With this, our seventh full-length catalogue, we celebrate the tenth anniversary of Rabelais. In November of 2006, Samantha and I passed a ‘For Rent’ sign in a Portland shop window, spent lunch sketching a business plan on a napkin and, just a few months later in the Spring of 2007 opened Rabelais. The shop has allowed us to spend our days surrounded by good customers and new friends, meet many of the greatest of chefs and cookbook authors, and engage with Maine’s incredible food community of farmers, fisherman, marketers, chefs, bartenders and others. Best of all, we get to spend our days in the company of cookbooks which have grabbed our attention, first to supply us with tasty meals, and then to make us think differently about the role of food and food writing in culture and history.
Over time, our attention has gravitated more and more toward the rare material. After all, most contemporary books can’t offer up chapters – at least not all at once – on: “Pickling, Collaring, Potting, Preparation of Hams, Bacon, &c., Elegant Ornaments for a Grand Entertainment, Made Wines, Cordial Waters, Malt Liquors, Culinary Poisons, and Necessary Articles for Sea Faring Persons.” (#22)

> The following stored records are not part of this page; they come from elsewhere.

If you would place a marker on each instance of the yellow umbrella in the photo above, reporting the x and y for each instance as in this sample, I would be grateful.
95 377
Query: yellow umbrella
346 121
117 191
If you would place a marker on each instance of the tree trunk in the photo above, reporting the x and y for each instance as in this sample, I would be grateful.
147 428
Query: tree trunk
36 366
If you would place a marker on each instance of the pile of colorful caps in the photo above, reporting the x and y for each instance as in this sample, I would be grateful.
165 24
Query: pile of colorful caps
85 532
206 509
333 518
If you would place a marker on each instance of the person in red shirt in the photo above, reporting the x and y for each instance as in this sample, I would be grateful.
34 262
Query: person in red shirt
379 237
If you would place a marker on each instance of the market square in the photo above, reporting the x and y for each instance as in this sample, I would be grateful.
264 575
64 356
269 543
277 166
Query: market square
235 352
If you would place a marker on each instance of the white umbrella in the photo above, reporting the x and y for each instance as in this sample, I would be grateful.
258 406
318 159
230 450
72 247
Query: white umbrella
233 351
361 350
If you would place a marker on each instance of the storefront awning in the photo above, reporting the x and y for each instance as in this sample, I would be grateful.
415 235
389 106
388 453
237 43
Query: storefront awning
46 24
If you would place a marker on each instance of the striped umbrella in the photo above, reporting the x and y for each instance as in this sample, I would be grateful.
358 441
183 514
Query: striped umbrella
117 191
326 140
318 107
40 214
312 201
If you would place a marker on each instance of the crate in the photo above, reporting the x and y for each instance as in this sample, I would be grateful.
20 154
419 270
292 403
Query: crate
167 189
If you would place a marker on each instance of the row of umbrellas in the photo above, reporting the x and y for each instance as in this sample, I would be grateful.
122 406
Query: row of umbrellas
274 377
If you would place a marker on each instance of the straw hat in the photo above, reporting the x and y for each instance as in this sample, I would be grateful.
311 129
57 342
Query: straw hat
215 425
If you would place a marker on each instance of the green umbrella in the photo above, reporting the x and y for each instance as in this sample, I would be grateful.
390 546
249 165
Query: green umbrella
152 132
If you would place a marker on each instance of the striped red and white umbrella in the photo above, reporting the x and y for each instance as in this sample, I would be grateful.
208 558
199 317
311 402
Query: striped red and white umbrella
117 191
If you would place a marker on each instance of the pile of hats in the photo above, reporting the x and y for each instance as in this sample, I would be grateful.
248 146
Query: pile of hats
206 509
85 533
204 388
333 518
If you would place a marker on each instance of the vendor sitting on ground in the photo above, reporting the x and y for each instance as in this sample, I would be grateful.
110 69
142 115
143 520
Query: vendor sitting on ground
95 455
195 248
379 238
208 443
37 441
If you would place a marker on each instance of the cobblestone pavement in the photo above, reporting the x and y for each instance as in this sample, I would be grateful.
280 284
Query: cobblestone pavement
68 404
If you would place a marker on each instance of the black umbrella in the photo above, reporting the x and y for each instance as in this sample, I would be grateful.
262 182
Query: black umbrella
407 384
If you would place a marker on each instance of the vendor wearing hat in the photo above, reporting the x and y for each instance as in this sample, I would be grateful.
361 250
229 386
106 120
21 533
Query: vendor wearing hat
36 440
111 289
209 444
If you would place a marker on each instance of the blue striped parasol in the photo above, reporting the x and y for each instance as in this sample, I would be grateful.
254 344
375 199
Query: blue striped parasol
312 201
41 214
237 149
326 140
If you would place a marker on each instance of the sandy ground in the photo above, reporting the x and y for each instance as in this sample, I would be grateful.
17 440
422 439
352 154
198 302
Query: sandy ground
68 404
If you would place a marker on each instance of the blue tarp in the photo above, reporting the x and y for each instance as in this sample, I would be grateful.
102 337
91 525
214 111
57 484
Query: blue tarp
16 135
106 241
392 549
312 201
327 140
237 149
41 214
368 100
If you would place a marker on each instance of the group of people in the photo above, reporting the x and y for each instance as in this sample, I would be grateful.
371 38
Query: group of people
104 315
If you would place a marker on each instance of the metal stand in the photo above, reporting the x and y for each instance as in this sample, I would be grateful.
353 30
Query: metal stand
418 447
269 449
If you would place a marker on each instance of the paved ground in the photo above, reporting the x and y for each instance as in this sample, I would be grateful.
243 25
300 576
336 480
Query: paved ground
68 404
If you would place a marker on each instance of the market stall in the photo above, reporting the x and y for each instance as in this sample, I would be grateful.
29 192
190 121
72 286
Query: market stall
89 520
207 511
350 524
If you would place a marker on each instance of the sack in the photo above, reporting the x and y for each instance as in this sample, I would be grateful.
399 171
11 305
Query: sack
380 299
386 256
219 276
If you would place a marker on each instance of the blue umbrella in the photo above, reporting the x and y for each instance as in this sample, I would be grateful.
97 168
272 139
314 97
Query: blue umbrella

And, while old cookbooks have long been loved and collected, the systematic collecting of cookbooks remains a young-ish field, somewhat overlooked by parts of the world of institutional special collections (with some notable and magnificent exceptions), and by antiquarian booksellers (again, with some notable and magnificent exceptions). This is good news, as it is still possible to find unrecognized and underexamined works out in the wild, at book fairs, in used and antiquarian bookshops, and on the shelves of kitchen libraries. This catalogue offers seven items not found in the collections of research libraries around the world, and thus this provides a debut of sorts for these books, humble though some of them may be.

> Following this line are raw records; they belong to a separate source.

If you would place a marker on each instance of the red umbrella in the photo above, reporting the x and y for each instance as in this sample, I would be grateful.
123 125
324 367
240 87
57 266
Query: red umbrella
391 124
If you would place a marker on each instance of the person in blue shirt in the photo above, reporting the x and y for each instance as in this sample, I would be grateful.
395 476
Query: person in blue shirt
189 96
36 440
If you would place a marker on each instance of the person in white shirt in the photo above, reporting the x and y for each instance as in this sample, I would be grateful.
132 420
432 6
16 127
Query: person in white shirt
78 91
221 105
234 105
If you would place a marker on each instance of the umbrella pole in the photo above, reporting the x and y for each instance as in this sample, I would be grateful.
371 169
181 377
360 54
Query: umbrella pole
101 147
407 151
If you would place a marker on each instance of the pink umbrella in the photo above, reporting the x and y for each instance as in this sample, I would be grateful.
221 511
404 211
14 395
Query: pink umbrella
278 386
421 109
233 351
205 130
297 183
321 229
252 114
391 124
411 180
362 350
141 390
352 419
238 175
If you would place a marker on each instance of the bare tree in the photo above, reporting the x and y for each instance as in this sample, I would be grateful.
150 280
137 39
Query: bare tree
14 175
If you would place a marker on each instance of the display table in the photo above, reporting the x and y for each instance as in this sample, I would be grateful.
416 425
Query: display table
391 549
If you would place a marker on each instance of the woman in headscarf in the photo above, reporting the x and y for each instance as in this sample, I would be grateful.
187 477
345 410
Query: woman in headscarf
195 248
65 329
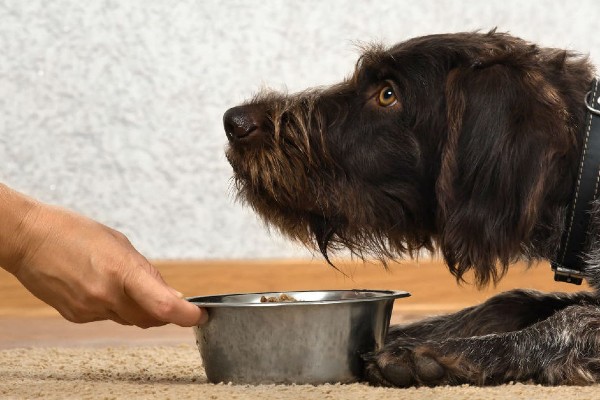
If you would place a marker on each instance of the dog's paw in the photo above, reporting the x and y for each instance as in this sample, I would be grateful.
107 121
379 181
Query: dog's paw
404 367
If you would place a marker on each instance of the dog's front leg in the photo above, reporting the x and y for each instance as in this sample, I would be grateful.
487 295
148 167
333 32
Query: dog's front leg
562 349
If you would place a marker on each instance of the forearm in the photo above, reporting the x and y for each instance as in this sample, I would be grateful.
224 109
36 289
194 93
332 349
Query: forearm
16 213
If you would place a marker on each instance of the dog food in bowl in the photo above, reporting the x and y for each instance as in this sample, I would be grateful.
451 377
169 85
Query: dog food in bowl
282 298
307 337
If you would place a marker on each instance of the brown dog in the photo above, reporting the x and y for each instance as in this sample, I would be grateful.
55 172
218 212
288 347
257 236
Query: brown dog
469 143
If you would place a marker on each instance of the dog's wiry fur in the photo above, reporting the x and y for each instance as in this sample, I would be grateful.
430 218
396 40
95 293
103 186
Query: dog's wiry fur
477 157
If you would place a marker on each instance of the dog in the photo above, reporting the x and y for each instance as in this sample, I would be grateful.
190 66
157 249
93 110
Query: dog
467 144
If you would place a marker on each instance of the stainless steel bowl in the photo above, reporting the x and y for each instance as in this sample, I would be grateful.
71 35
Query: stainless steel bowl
317 339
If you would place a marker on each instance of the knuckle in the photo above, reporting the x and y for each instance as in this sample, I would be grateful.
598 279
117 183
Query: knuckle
164 309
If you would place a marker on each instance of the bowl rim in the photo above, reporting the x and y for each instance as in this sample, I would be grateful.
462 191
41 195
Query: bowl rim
381 294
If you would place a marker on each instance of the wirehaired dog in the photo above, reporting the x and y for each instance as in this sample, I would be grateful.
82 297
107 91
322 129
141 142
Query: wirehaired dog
468 144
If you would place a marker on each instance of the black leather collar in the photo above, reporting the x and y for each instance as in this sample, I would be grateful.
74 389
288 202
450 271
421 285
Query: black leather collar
569 262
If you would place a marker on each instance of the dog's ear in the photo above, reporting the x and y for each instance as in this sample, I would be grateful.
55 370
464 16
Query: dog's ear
502 143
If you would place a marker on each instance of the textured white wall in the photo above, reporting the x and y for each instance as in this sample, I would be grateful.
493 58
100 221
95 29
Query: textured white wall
113 108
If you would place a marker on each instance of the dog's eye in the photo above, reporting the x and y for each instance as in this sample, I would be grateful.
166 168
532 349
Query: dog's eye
387 97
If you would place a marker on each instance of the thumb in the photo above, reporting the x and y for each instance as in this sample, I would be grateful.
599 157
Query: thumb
162 301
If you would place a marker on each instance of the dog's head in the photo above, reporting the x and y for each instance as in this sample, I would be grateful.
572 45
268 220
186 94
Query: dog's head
463 141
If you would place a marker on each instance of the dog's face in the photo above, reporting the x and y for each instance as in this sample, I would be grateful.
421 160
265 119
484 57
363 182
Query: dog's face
428 142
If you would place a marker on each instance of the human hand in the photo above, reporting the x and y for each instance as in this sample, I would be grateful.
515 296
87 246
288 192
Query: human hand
89 272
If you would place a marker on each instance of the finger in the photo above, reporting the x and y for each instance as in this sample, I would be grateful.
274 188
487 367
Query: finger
158 300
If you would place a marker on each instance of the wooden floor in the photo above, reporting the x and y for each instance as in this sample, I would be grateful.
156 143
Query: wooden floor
26 321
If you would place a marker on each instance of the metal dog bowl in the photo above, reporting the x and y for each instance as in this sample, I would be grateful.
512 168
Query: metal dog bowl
318 338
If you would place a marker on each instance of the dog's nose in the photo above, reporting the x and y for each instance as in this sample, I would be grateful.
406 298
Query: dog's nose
241 123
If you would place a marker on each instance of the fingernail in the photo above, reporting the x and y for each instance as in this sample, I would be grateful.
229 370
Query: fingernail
203 317
176 293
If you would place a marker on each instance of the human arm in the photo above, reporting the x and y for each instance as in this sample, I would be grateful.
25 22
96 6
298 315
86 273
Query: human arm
85 270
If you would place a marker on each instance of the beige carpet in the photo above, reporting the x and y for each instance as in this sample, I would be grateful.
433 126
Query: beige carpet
43 356
175 372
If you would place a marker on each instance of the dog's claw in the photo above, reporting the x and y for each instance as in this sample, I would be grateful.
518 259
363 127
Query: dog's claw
428 369
399 375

Another reason cookbooks continue to hold our attention is the range of purposes for which they are made. Almost every conceivable corner of society seems to produce a cookbook and for every possible reason: a confectioner claims preeminence in his field (#38); an inventor provides a technological innovation hoping to feed the poor (#24 & 25); a group of women from Missouri try to create of bit of American culinary normalcy while acting as missionaries in New Guinea (#72); or a businessman looks to take advantage of trade with China by introducing American customers to Chop Suey and Chow Mein (#54).
To list the rest of many reasons we continue to love finding, researching and selling rare cookbooks would take a book, but the real work is done one book, manuscript, or piece of ephemera at a time, which is exactly what we’ll continue to do.